Tuesday, April 28, 2020

Mac Sandbox Escape via TextEdit

Jeff Johnson (tweet):

Normally, when a sandboxed app writes to a file, the file is quarantined. If the file is a shell script, then the quarantine extended attribute would prevent the script from running. However, when an app such as TextEdit with the “com.apple.security.files.user-selected.executable” entitlement saves a file, it removes the quarantine extended attribute!

My sample app opens a shell script in TextEdit, and then it uses the Apple Events permission to tell TextEdit to save the file, thus removing the quarantine and allowing the script to be executed outside the app’s sandbox.

This should appear very innocuous to the user, because nobody thinks that TextEdit is dangerous, so one would think it’s not much of a risk to allow TextEdit to be controlled.

I tried the sample project, and this seems to be legit. The app can save an arbitrary shell script, launder it through TextEdit, and then tell the system to open it, which will make it run outside of the sandbox.

I don’t understand why Apple thinks there are no “actual security implications” (and thus won’t pay the bug bounty). This comes on the heels of the iOS Mail vulnerabilities—which Apple said could not be exploited even though the reporter, ZecOps, claims it has seen them in the wild—and Johnson’s own report about Safari running disabled extensions, where Apple initially didn’t see a problem but later fixed it and credited him.

Jeff Johnson:

Note that Transmit is another sandboxed app, along with BBEdit and TextEdit, that possesses the special “executable” entitlement. These apps can all escape their own sandboxes.

The “user-selected” part of the “com.apple.security.files.user-selected.executable” entitlement is extremely misleading. No user action is required to use that entitlement.

It seems to me that the core issue is not the entitlement but that if a shell script has executable permission, macOS will run it when it’s opened. Why not restrict code execution to .app bundles? I’m not even sure it’s a useful feature. I always run scripts via a helper app or from within Terminal.

Previously:

Update (2020-05-18): Daniel Jalkut:

I just reproduced @lapcatsoftware’s sandbox escape.

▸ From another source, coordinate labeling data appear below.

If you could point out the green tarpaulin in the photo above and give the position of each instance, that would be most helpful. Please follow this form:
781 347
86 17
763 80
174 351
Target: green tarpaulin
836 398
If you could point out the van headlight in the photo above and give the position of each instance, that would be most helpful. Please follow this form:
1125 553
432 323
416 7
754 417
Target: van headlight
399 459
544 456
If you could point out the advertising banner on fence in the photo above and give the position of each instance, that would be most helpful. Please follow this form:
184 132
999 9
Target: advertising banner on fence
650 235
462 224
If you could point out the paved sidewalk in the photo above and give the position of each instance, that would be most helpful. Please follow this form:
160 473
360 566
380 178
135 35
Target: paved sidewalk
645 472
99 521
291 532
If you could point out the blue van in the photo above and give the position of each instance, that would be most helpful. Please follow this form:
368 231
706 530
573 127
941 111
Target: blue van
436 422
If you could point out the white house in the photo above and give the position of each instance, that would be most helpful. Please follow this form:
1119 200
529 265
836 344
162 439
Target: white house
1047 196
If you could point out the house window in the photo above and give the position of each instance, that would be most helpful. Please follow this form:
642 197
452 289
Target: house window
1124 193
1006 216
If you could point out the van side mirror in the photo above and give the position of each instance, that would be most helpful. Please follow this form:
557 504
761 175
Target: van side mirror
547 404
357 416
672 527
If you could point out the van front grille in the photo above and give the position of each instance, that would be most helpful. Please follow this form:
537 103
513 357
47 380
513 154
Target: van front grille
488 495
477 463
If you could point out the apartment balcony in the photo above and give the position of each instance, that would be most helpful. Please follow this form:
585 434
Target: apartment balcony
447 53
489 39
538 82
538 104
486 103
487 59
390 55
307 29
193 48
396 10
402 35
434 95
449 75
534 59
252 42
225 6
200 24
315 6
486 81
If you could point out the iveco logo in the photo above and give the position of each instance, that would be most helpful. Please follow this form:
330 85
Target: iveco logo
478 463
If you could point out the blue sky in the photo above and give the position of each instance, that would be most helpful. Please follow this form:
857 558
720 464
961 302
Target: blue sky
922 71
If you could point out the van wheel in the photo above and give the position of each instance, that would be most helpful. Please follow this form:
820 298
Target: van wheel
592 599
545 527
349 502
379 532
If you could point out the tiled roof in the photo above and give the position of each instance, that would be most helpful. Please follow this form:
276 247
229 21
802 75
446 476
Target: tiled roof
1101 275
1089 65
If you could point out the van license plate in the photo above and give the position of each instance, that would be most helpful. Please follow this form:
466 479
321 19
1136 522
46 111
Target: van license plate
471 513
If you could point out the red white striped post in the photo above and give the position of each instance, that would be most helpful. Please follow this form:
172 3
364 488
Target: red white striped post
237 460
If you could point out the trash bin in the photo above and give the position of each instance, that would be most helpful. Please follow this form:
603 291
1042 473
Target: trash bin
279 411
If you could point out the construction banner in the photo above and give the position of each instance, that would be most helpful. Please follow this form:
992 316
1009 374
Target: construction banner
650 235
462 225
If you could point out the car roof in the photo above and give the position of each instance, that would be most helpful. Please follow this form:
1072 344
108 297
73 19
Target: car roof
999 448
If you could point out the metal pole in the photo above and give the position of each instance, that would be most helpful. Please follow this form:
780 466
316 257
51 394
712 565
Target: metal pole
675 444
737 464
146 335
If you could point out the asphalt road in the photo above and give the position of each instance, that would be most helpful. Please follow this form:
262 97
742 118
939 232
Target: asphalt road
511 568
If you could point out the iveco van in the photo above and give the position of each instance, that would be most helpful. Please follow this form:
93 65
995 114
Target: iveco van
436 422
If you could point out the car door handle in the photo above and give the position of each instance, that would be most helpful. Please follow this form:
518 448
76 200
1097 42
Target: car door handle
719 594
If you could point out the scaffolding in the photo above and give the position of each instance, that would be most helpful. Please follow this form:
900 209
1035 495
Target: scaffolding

Incredible find, I can’t believe Apple doesn’t deem this a legitimate security issue that warranted a bounty payment?

Update (2020-06-05): Jeff Johnson:

So I’m writing now to clarify a number of points that I feel have not been broadly understood.

See also: Hacker News and this Twitter thread.

4 Comments RSS · Twitter

This seems like an exploit vector that Apple should fix. I don’t think any app should be allowed to run arbitrary scripts outside its sandbox using that user-selected.executable entitlement. That seems to be the real problem here, as you said Michael. An app should not be allowed to circumvent its own sandboxing restrictions.

The use of Apple Events to exploit this entitlement is problematic too, but much less so. Granting one app control over another using Apple Events is already a big show of trust. You never know what kind of access or data might be finagled out.

One final (but less important) thought: I would be very suspicious if an app triggered an alert to control TextEdit using Apple Events. I can’t think of any good reason an app would ever need to do that. I'd like to imagine that I would decline permission, though I can see how regular Mac users might just click to allow it.

Wouldn’t the same exploit still work if the script was inside an app bundle?

Peter, I'm not sure which app bundle you mean, but Michael suggested to me that it's the sandbox app's own bundle, so I'll address this point. The answer is yes, but if you were trying to ship malware in the Mac App Store (which is the only reason you'd even sandbox malware), you wouldn't leave a malicious executable in "plain sight" inside the app bundle. Hopefully Apple would catch that (but who knows LOL). In fact I included my shell script inside the app bundle of my sample app, but this was merely for ease of demonstration of the exploit. Instead of copying an executable from the bundle into the app's container, a sandboxed app can just directly create a file in its container and make it executable with NSFileManager setAttributes NSFilePosixPermissions. But whenever a normal sandboxed app copies or creates a file, the file is quarantined, which prevents execution. That's why you still need the "com.apple.security.files.user-selected.executable" entitlement to remove the quarantine.

It's also important to note that this exploit works with Mach-O executables, not just with shell scripts. Again, I only used a shell script for ease of demonstration. You can actually get TextEdit to open and save a Mach-O executable file. It's at least partially text!

Indeed, a malware sandboxed app could download an evil executable from the internet instead of including it in the app, to better avoid detection from Apple. But again, the download would be quarantined.